Two years later, he quit being “a slave to the stick,” although it was a struggle. Now he speaks out on the teen vaping crisis every chance he gets.
He found a platform shortly after he quit. He was following news coverage of the rise in teen vaping, but Murphy felt that it wasn’t urgent enough. So when The New York Times asked readers who vaped to share their experiences, he wrote in.
The result was a New York Times profile of him, his vaping habit and his struggle to quit.
After that, Murphy, a junior in the Manning School of Business, found himself in the anti-vaping spotlight. Local and national media sought him out for interviews. He has testified at the Massachusetts State House in favor of a bill that would ban the sale of all flavored tobacco products, including vapor pods, except in adult smoking bars.
The Truth Initiative, an anti-tobacco nonprofit, offered him a fellowship and flew him to Washington, D.C., for training in effective advocacy. The Truth Initiative is also helping him to develop a vaping prevention program for schools, which he piloted recently at Hotchkiss, a private high school in Connecticut.
“I had quit, so they were listening with open ears,” he says.
Murphy began his college career as a pre-dental student at the University of Vermont. As he tackled a tough schedule of science and math classes, the bills mounted. So he took a hard look at the total debt he was likely to incur as an out-of-state student and then in dental school and concluded it wasn’t worth the cost.
He transferred to UMass Lowell so that he could live at home in Reading and pay in-state tuition. He also changed his major to business, and is now pursuing concentrations in finance and accounting. He hopes to get a job in finance right after graduation.
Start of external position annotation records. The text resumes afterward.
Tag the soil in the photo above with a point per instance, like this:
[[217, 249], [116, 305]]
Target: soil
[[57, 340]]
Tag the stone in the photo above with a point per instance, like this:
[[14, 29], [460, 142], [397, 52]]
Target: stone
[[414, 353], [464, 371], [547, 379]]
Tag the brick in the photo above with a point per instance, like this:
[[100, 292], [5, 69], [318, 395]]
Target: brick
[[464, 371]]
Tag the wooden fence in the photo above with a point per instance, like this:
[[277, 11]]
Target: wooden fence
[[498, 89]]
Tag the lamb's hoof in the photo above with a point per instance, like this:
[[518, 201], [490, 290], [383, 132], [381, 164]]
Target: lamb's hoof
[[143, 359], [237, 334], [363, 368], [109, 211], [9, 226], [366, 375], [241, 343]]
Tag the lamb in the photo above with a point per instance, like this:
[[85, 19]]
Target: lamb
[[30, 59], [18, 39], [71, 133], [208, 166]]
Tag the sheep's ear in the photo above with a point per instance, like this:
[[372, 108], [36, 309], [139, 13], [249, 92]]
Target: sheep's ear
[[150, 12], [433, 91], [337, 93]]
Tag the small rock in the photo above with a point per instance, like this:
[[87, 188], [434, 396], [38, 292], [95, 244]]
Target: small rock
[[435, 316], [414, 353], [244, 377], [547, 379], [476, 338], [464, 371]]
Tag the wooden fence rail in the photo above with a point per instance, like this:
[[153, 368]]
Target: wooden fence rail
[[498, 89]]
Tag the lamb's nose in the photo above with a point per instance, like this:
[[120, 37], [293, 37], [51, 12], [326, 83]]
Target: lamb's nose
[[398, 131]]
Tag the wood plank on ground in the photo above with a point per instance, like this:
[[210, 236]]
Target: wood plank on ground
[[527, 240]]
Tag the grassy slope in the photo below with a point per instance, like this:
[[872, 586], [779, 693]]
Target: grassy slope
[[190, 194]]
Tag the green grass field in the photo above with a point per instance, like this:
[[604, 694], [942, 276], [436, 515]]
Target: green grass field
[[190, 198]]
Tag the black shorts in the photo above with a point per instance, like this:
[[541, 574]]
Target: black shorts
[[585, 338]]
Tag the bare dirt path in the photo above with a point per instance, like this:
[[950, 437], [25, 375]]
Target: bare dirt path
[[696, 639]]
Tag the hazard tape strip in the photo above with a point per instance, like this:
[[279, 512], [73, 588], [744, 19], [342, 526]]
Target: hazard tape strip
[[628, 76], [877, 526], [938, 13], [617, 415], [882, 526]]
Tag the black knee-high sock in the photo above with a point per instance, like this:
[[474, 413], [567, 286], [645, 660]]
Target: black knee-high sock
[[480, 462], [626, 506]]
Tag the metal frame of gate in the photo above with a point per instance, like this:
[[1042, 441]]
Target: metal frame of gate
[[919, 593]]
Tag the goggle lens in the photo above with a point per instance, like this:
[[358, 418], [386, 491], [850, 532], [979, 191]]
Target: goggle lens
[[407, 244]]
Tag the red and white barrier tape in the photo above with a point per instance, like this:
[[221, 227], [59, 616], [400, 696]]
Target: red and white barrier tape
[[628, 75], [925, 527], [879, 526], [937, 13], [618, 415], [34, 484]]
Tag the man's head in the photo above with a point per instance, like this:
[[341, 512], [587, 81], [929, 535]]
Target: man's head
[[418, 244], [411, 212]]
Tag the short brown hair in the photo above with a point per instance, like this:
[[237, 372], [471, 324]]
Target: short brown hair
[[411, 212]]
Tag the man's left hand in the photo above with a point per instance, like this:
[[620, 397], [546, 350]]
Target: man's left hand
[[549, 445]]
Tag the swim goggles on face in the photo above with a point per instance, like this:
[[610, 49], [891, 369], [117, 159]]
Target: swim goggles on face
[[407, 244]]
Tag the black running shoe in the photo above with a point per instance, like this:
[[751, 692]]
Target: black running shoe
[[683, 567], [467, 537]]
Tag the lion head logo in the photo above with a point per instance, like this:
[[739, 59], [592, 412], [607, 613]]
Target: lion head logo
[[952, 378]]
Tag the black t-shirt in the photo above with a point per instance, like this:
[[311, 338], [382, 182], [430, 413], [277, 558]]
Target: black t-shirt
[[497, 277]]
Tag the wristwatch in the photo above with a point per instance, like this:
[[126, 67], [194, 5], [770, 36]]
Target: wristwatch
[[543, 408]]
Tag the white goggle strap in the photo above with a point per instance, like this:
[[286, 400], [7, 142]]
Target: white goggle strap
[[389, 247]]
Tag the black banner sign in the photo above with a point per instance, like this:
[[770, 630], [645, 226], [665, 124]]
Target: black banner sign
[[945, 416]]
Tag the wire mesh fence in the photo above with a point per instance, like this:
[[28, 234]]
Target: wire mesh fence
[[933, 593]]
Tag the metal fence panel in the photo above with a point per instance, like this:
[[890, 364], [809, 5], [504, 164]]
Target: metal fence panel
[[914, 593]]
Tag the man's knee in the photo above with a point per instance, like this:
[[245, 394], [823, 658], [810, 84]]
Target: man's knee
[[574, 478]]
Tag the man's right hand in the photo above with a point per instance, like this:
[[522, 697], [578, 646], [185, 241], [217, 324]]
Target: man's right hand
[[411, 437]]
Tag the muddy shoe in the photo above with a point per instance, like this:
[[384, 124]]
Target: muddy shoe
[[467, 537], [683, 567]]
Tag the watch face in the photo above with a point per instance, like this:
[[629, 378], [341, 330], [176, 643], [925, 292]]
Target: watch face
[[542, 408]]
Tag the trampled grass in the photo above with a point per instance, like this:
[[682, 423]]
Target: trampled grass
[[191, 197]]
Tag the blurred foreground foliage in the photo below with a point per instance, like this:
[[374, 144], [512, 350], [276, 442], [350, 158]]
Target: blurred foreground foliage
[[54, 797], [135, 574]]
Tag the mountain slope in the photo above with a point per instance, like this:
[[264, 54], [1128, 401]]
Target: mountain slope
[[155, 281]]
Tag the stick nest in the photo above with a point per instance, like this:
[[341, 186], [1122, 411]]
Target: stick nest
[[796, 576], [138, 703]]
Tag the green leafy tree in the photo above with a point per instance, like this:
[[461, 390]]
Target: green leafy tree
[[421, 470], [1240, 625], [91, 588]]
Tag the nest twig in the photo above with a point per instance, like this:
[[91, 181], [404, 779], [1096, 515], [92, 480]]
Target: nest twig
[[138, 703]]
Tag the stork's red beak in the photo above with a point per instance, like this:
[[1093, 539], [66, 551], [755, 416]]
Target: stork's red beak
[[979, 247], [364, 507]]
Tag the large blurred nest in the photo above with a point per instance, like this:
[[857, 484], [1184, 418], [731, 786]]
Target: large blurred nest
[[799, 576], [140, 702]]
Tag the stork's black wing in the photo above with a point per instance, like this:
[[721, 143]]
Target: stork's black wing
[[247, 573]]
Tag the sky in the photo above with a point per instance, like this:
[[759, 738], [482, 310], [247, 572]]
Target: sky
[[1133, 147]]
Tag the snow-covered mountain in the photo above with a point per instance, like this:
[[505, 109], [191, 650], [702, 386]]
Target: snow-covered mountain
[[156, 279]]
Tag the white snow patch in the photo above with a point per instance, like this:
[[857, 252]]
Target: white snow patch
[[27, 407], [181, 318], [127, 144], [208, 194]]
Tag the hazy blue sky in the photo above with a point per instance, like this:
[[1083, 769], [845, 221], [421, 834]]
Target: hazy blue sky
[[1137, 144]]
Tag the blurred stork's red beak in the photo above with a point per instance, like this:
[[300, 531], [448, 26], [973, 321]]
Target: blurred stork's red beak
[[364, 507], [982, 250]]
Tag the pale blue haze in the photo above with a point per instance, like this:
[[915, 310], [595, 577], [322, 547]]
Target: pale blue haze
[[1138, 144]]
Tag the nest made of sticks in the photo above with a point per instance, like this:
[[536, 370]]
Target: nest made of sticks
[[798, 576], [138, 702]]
“This university has a good reputation, and I sense a grittiness to the culture here, which I like,” he says. “I thought a business major would be beneficial and applicable, no matter what field I go into. And I want financial freedom.”
Now he’s working three jobs – in a roofing supply warehouse, in an office and on a cupcake truck that he drives to farmers’ markets on weekends – while studying full time.
It hasn’t left him a lot of time for campaigning against vaping, but he hopes to work with UML nursing students doing vaping education programs in local schools. He thinks his own experience will add value to their outreach efforts.
He’s become even more concerned about the popularity of vaping among teens since public health officials have linked several deaths to vaping of synthetic marijuana.
“At first I thought, ‘Vaping is great! They figured out how to make nicotine non-carcinogenic.’ But it turns out it’s not all peaches and cream,” he says.
“I plan to stay involved with this issue as long as I can be effective.”